Istri Bayaran Bos Besar

Istri Bayaran Bos Besar

1

Pagi ini hujan rintik membasahi kotaku. Sepertinya memang merata hujannya. Beberapa teman di grup juga pada bilang kalau di rumah mereka sedang hujan.

Aku melirik jam di dinding, sudah waktunya aku berangkat. Memang, ada toleransi keterlambatan kalau hujan begini. Namun, aku masih ingin berusaha agar bisa datang tepat waktu. Sebagai buruh pabrik, aku harus bisa disiplin agar produksi bisa berjalan dengan lancar. Terlebih, jika mengingat banyaknya kebutuhan yang mendesak, membuatku tidak bisa berleha barang sejenak. Aku harus bekerja keras agar segala impian bisa dicapai.

Di usia ke dua puluh delapan ini, aku sudah menikah. Usia pernikahanku sudah berjalan tiga tahun. Dia Bagas, suamiku yang paling pengertian sedunia. Pasalnya, lelaki itu bisa dengan sabar menerimaku yang belum juga memberinya keturunan. Walaupun aku tahu bahwa kedua orang tuanya sudah sangat merindukan seorang cucu lahir dari keturunannya.

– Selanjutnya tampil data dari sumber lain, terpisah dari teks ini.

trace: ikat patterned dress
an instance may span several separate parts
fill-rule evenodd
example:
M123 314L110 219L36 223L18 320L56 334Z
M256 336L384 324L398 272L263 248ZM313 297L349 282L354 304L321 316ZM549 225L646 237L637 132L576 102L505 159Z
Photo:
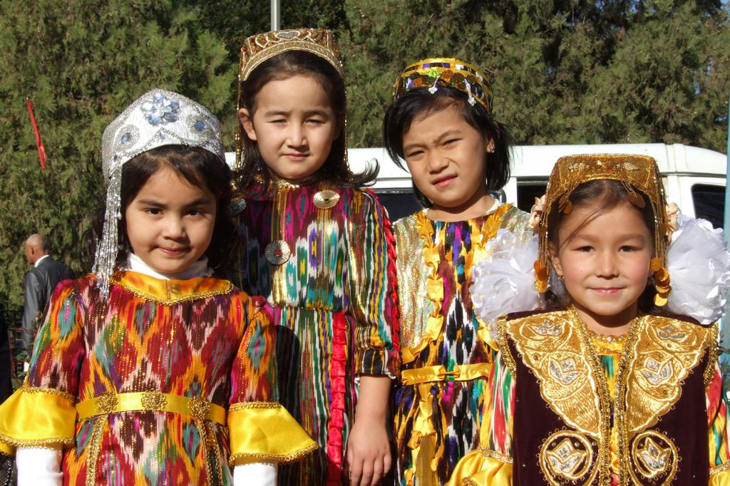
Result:
M357 377L399 370L387 213L372 193L326 184L280 185L245 205L242 285L273 305L280 400L320 445L280 467L279 484L346 484Z
M93 275L63 282L0 441L63 447L79 486L231 485L229 460L297 459L316 446L275 401L270 317L227 280L118 272L105 300ZM293 444L258 440L276 430Z
M401 305L401 385L396 393L397 484L442 485L479 445L493 349L469 287L500 228L525 239L529 215L505 204L465 221L425 211L393 225Z

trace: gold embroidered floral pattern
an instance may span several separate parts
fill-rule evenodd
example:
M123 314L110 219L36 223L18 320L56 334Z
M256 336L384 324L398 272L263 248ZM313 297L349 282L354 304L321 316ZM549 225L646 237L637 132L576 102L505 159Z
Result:
M556 432L543 444L539 455L548 482L564 484L576 480L570 479L574 476L588 474L591 479L585 484L592 484L598 475L599 484L608 484L611 398L591 333L575 309L502 320L498 330L502 333L500 348L510 369L514 372L507 359L512 359L505 345L507 337L534 374L545 402L578 431ZM714 336L712 328L670 317L644 316L631 323L623 338L624 352L616 375L613 423L618 484L671 483L680 460L678 449L665 434L647 429L680 398L683 380L708 352L708 347L715 345ZM568 432L585 434L590 444L597 441L593 471L590 465L586 471L582 468L582 461L588 460L588 455L580 454L585 444L559 435Z
M656 317L642 325L632 347L626 387L629 436L656 423L680 398L682 381L707 351L712 333L696 324ZM628 357L627 357L628 358ZM703 370L704 371L704 370Z
M661 484L669 485L677 472L679 454L677 447L666 435L656 431L639 433L631 442L631 461L643 478L637 478L631 471L631 479L637 484L645 484L646 479L658 478Z
M188 408L190 409L191 415L199 420L204 420L210 412L210 402L202 397L196 396L191 398Z
M585 475L593 463L593 447L582 433L558 431L543 442L539 459L545 479L557 486Z
M107 392L94 398L99 414L110 414L119 404L119 398L114 392Z
M161 392L146 391L142 393L142 406L145 410L163 410L167 405L167 398Z
M553 411L569 425L597 439L600 405L586 359L588 350L565 313L507 321L506 331Z

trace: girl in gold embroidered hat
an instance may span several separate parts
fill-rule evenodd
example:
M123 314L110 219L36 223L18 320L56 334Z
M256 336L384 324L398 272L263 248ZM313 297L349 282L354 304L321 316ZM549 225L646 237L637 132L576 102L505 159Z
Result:
M534 275L558 306L498 320L480 447L450 484L729 484L712 323L730 254L721 230L668 217L661 184L650 157L558 161ZM475 296L499 267L480 265Z
M279 484L377 484L399 369L394 250L387 213L360 188L374 174L347 166L333 34L250 37L239 88L241 280L274 306L280 399L320 445Z
M0 406L19 485L274 484L261 463L317 444L276 401L266 300L213 276L234 242L218 120L155 89L107 127L101 159L93 273L56 288ZM234 481L229 460L269 474Z
M385 146L404 160L425 207L394 224L402 385L396 393L399 485L441 485L478 445L493 349L474 312L472 270L499 228L529 215L491 195L510 178L508 137L475 66L426 59L398 77Z

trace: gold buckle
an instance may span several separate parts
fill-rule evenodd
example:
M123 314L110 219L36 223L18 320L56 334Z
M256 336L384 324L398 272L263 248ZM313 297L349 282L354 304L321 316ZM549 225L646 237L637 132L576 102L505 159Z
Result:
M451 377L454 379L458 379L461 376L461 370L458 368L455 368L453 371L439 371L439 378L443 379L447 377Z

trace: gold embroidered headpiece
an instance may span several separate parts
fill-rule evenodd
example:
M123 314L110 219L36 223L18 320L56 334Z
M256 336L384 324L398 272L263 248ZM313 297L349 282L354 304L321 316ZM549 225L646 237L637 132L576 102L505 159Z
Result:
M251 72L261 63L291 50L302 50L322 58L345 78L345 69L340 58L339 45L332 31L326 28L296 28L273 31L248 37L241 47L241 61L238 71L238 99L236 112L241 109L243 96L242 85ZM347 152L345 152L347 153ZM243 127L239 123L236 131L236 167L242 166L243 160Z
M666 271L666 246L672 229L667 221L666 201L656 161L645 155L580 155L558 159L545 193L545 207L538 223L539 235L538 260L535 262L535 288L539 292L548 290L550 265L548 252L548 218L554 205L559 211L569 214L572 210L570 195L580 185L592 180L610 179L622 182L628 193L629 202L639 208L645 200L637 191L649 199L654 214L654 258L651 270L654 274L657 296L655 304L663 306L671 292L669 274Z
M334 34L326 28L297 28L259 34L247 39L241 47L239 82L245 81L251 72L264 61L290 50L315 54L328 61L345 77Z
M487 77L475 66L453 58L434 58L414 63L401 73L393 87L393 99L418 88L436 93L439 85L450 86L466 93L469 102L476 101L492 112L492 91Z

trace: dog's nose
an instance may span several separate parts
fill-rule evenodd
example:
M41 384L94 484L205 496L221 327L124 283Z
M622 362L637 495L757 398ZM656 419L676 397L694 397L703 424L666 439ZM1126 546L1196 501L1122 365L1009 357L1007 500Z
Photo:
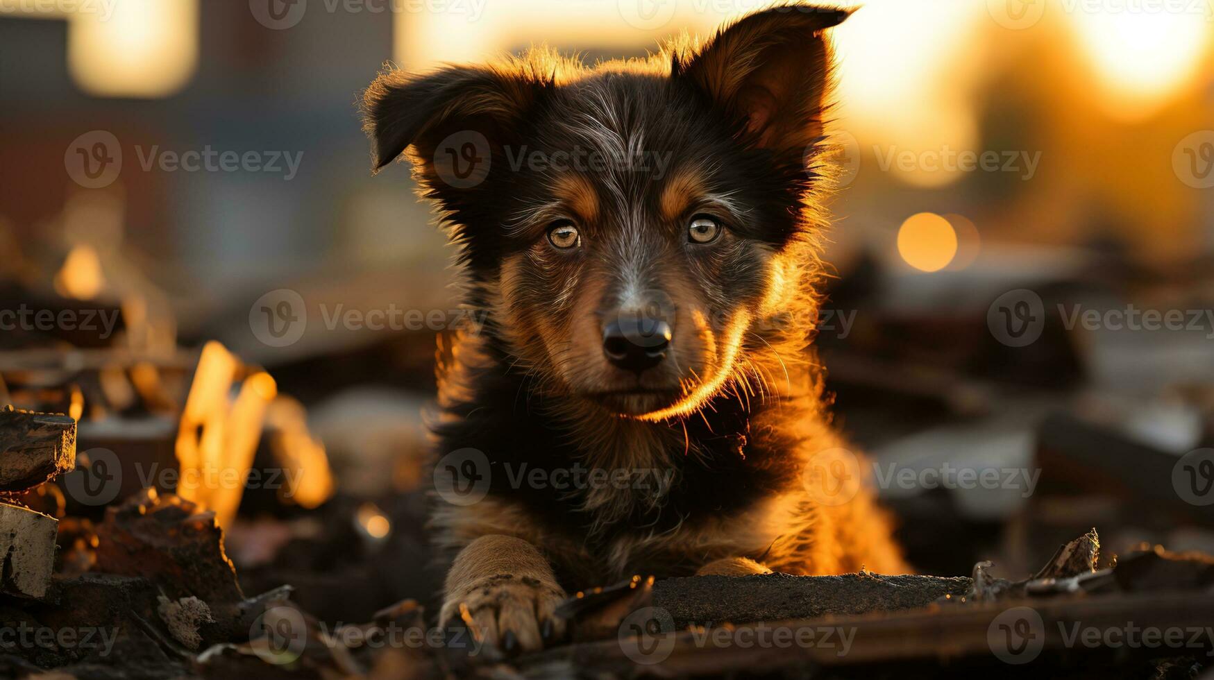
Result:
M662 363L670 336L670 324L664 321L620 318L603 329L603 355L613 365L640 373Z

"Tidak apa-apa. Kelahiran, kematian, jodoh, rezeki semuanya sudah ada yang ngatur. Kita hanya bisa berusaha. Selebihnya ... kita hanya mampu bertawakkal," ucapnya setiap kali aku mengeluhkan perihal keturunan.

Sejak suamiku terkena PHK, semua tanggung jawab keuangan ada di pundakku. Walaupun, suami itu tetap mencari rezeki secara serabutan demi mencukupi kebutuhan kami. Sampai akhirnya, kesedihanku karena belum bisa menjadi wanita yang sempurna pun bisa teralihkan oleh pekerjaan.

Tidak jarang aku mengambil lembur. Selain untuk memenuhi kebutuhan sendiri, aku memiliki dua adik yang masih berada dalam tanggunganku. Sedangkan ibu kami membuka jasa jahit baju di rumah. Ada waktu-waktu tertentu jahitannya ramai, tetapi mengingat usianya yang tidak lagi muda membuatnya kualahan.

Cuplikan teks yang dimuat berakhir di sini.